„Fünf S“ – oder: was hängen geblieben ist
Im Kontakt mit dem einen ehemaligen Schüler oder der anderen ehemaligen Schülerin kann ich ziemlich sicher sein, dass eines aus dem Religionsunterricht hängen geblieben ist – es geht um die „Fünf S“. Eine beliebte Abituraufgabe in dieser Zeit war die Frage nach der Reich-Gottes Verkündigung Jesu und wie er dieses Reich Gottes darstellte. Für wenige Aufgaben musste man so wenig vorbereiten, denn die „Fünf S“ genügten: Sämann – Senfkorn – Sauerteig – selbstwachsende Saat. Und das Besondere: sie alle finden sich in Mt 13![1] Jetzt gilt es nur noch, die Bildsprache der Gleichnisse vom Reich Gottes zu deuten.
Drei Gemeinsamkeiten
Allen vier Gleichnissen sind drei Quasi-Formalia gleich: (1) immer gibt eine handelnde Person, z.B. einen Sämann auf dem Feld oder die Frau am Trog mit Mehl; (2) immer gibt es einen Verzicht auf Selbstwirksamkeit und ein festes Vertrauen auf Wachstum, sei es bei der Saat oder in der Hoffnung auf das Durchsäuern des Troges mit Mehl; (3) immer erleben alle handelnden Personen, dass ihr Vertrauen belohnt wird, wenn auch in unterschiedlicher Auswirkung, teils vierzig-, teils sechzigfach, trotz des Unkrauts unter dem Weizen.
Jesus werden angesichts dieser Gemeinsamkeiten die Worte in den Mund gelegt: „Ich verkünde, was seit der Schöpfung verborgen war.“ Vielleicht geht es beim Reich Gottes um diese drei Gemeinsamkeiten. Mich reizt es, diese drei Gemeinsamkeiten, die Phänomene – Erscheinungsweisen – des Reiches Gottes unter dem Begriff des Grundvertrauens ein wenig zu vertiefen.
Ein Deutungsansatz: Grundvertrauen
Ich tue das nicht in theologischer Begrifflichkeit, sondern greife zurück auf die Zeitschrift „Spektrum der Wissenschaft“. Eine Autorin oder ein Autor mit dem Kürzel A.Lä. definiert „Grundvertrauen“ wie folgt:
„Grundvertrauen, in der Existenzanalyse das tiefste und letzte Vertrauen-Können des Menschen.
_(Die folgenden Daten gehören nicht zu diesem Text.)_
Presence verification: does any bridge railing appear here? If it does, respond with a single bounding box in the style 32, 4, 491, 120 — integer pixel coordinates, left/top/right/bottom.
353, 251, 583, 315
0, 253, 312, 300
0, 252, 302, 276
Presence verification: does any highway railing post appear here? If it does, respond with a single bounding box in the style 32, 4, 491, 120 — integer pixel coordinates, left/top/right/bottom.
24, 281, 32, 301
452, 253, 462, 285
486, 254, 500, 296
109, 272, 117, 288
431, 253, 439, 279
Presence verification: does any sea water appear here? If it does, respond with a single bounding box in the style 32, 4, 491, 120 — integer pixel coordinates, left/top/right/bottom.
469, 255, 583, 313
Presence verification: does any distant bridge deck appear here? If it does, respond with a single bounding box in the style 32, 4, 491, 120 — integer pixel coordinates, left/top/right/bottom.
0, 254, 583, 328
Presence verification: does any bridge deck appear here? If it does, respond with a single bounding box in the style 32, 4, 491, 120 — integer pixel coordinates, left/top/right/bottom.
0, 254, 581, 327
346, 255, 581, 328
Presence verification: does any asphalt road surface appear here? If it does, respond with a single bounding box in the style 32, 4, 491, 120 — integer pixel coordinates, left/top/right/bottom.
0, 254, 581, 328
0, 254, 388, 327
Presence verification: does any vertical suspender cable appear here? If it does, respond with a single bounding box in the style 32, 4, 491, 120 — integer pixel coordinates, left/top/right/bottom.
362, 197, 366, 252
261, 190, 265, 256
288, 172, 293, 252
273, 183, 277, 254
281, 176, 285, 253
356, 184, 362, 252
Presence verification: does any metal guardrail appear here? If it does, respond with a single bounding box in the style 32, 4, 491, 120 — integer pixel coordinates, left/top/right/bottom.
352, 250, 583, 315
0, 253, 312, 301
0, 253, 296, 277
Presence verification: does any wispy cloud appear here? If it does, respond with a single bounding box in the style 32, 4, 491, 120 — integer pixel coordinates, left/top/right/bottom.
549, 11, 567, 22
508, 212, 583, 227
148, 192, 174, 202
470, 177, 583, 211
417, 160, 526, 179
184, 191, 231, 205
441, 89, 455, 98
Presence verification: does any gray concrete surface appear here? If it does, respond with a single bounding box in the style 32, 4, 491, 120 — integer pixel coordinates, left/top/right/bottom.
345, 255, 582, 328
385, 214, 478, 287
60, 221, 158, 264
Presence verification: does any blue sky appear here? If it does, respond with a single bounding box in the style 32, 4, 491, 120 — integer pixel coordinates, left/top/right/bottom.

Vertrauen wird in der Existenzanalyse definiert als Einwilligung, sich einer haltgebenden Struktur zu überlassen, um die vorhandene Unsicherheit (Risiko) zu überbrücken. Voraussetzung dafür ist Mut von seiten der Person und Haltvermittlung von seiten des Objekts. Grundvertrauen kann somit definiert werden als (unbewusst) vollzogener Akt des Sich-Einlassens auf den ‚letzten‘ Halt – in das, was sich einem als Seinsgrund gezeigt hat. Ihm liegt die Erfahrung zugrunde, dass immer etwas ‚da ist‘, das auffängt und Halt gibt. […] Erlebensbezogen läuft Grundvertrauen auf das Gefühl hinaus, dass es ‚nie aus ist, sondern immer irgendwie weitergeht‘. Im metaphorischen Sinne ist Grundvertrauen das Vertrauen, dass das Dasein einen Grund hat und nicht ‚grundlos‘ ist. Die Erfahrung der Unumstößlichkeit des Grundes des Daseins geschieht zeitlebens, schon vor der Geburt (daher keine Restriktion auf eine Prägephase im 1. Lebensjahr). Das Fehlen eines tiefen Vertrauens in den letzten Halt hinter allen singulären Erfahrungen führt zu den existentiellen Defizienzgefühlen Unsicherheit, Angst, Verschlossenheit mit ihren entsprechenden Copingreaktionen.“[2]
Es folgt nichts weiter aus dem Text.